Smart thinking from HarperCollins

Eoin Purcell

AuthorAssistant
This just may be the smartest move by a mainstream publisher in some time. The Bookseller has an article on the new site here. The bones of the idea is helpfully given by HC’s corporate press release:

enables authors to create and post information, images and links quickly and easily. This new author network is a central destination where fans can find exclusive, comprehensive, and authoritative information on their favorite authors.

I am not too interested in how much use this content is on HarperCollins’ sites, although I am fairly sure they will be, what interests me is that by creating a platform for all authors (and I hope they roll this out across everyone of them [currently its got 40 from the Avon imprint]) Harper has moved their game up several dozen notches. When it is in place an functioning perhaps they should consider making it contractual for authors to blog on the platform and allow search engines to index and rank them.

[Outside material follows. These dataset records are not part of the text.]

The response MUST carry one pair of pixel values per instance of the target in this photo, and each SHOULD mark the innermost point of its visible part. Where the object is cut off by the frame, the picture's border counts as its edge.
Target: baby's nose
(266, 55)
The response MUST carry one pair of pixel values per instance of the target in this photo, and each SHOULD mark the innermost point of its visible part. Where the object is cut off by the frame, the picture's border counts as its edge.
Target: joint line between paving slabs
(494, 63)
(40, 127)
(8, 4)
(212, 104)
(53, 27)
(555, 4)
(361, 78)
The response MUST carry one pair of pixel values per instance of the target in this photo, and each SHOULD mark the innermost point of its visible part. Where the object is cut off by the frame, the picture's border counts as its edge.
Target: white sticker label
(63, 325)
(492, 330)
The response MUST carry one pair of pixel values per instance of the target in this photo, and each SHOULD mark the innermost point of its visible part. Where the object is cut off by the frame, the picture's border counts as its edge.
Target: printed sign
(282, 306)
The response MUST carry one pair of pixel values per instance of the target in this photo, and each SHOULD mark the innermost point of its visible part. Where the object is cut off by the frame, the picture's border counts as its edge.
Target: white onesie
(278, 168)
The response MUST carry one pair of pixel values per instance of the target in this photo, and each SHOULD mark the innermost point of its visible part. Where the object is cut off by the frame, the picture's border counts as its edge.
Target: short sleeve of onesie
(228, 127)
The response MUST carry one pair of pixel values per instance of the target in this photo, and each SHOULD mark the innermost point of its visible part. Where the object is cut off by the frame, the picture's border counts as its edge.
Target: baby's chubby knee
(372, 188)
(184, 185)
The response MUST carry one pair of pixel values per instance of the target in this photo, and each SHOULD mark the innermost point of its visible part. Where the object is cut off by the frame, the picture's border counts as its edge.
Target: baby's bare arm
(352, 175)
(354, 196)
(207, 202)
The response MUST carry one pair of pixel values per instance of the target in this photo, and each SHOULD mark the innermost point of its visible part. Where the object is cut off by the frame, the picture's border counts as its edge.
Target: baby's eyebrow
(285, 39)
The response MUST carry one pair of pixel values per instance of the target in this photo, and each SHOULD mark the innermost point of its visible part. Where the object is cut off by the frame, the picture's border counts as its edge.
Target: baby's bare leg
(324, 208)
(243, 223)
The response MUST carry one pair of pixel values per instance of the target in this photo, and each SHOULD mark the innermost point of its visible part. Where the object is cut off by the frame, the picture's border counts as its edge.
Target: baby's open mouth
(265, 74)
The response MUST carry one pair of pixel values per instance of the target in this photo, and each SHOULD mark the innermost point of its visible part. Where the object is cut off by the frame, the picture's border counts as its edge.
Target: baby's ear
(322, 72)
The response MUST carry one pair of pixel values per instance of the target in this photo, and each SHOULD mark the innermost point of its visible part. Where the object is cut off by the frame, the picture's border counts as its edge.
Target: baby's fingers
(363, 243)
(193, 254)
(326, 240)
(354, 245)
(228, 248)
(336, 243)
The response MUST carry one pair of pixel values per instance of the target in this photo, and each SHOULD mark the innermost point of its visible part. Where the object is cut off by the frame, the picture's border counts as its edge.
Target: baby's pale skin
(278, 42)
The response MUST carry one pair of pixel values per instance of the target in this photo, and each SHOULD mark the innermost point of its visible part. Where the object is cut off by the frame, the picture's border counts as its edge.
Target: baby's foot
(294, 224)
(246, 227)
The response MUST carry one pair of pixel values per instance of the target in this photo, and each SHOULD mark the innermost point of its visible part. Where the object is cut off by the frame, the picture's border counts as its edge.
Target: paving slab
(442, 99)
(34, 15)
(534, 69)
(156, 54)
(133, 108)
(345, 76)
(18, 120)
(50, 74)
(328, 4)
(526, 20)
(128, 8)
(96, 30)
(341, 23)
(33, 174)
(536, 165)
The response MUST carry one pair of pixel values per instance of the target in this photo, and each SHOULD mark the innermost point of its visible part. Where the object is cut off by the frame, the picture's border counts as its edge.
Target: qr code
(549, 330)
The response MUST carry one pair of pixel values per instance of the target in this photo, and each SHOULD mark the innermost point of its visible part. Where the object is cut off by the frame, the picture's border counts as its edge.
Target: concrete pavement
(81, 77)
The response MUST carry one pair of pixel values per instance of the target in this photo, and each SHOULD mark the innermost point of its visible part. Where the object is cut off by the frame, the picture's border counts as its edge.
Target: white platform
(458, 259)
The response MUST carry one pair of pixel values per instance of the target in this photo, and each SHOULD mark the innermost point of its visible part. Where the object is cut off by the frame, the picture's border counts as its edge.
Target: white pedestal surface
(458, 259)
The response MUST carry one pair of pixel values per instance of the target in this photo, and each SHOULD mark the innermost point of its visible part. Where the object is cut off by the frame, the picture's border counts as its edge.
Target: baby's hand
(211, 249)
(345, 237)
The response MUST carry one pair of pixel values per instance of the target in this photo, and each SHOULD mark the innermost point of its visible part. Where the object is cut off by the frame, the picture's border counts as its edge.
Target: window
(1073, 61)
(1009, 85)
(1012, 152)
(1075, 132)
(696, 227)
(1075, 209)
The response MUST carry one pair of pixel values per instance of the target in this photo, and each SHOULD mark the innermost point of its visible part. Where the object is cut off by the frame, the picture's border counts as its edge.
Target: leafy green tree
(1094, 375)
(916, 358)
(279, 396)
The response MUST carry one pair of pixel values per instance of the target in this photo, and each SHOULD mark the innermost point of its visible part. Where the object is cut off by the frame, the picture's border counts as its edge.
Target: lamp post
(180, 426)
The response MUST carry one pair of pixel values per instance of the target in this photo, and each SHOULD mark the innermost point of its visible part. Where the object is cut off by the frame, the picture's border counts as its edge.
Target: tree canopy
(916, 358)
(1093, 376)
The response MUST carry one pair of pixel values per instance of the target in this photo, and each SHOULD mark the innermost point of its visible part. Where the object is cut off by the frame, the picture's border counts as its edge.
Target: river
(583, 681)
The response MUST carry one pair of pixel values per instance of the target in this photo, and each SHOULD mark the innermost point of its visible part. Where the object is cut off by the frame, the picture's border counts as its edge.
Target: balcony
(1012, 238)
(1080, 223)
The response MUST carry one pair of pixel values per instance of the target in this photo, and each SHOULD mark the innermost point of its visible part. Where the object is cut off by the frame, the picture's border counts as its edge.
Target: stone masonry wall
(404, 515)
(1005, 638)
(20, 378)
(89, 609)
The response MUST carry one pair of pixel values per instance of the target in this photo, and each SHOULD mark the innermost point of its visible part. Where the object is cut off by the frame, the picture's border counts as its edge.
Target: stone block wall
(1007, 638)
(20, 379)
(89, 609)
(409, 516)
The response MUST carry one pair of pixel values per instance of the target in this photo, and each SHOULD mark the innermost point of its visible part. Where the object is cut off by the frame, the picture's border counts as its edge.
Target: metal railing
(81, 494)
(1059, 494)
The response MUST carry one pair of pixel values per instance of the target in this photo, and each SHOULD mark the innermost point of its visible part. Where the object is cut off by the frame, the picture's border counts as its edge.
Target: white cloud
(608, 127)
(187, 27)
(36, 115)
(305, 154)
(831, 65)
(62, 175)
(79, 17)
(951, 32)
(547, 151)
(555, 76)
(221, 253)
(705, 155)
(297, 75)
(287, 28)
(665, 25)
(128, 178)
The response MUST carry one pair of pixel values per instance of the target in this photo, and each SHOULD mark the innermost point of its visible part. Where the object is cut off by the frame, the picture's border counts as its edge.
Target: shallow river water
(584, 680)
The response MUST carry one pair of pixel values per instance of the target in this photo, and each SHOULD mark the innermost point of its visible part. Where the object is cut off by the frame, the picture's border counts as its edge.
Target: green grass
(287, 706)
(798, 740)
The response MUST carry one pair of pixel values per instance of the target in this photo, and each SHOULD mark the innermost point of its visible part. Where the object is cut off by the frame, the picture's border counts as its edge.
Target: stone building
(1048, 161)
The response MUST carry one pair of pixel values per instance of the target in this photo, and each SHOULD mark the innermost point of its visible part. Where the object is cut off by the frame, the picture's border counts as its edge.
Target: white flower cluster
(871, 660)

That way when a reader searches an authors name the traffic can be driven not to some strange site controlled by others but directly to the publishers author pages with live blogging material, helpful insights and comments from the author. Currently they don’t seem to offer comments which is a shame and should be changed. They do have this (See below):
HarperCollins

option on author pages (Victoria Alexander in this case). Two e-mail sign ups for readers. One that sends out a general e-mail from the Avon group and another that sends out alerts for that author. Clever stuff.

Author Assistant is cleverly packaged as an author tool (which in some ways it is) and hides the real advantage which is to build the marketing base for HarperCollins. I for one can see no problem with that, in fact I think its rather smart.

Listening to Feist but wishing I was at the gig!
Eoin

5 thoughts on “Smart thinking from HarperCollins

  1. It depends on the writer. One of the reasons I blog is because I’m not obliged to. If the Nobel Committee called tomorrow, I’d probably refuse because of the acceptance speech! And when a prospective agent told me about obligatory booksignings and other ‘make nice’ responsibilities, I told her ‘thank you very much, that’s for a performer, not a writer.’

  2. Ah I see. Most publishers would find that hard to deal with!
    Radio stations love authors, so do TV stations. If we released and book and then said actually the authors not so keen and chatting with you they would probably ignore us for a while!

    Eoin

  3. Yes, of course I see the problem from the publisher’s point of view. Perhaps I should accept my 16-year-old daughter’s suggestion: ‘Tell everyone I wrote the stuff, Mum. I’ll talk to anyone!’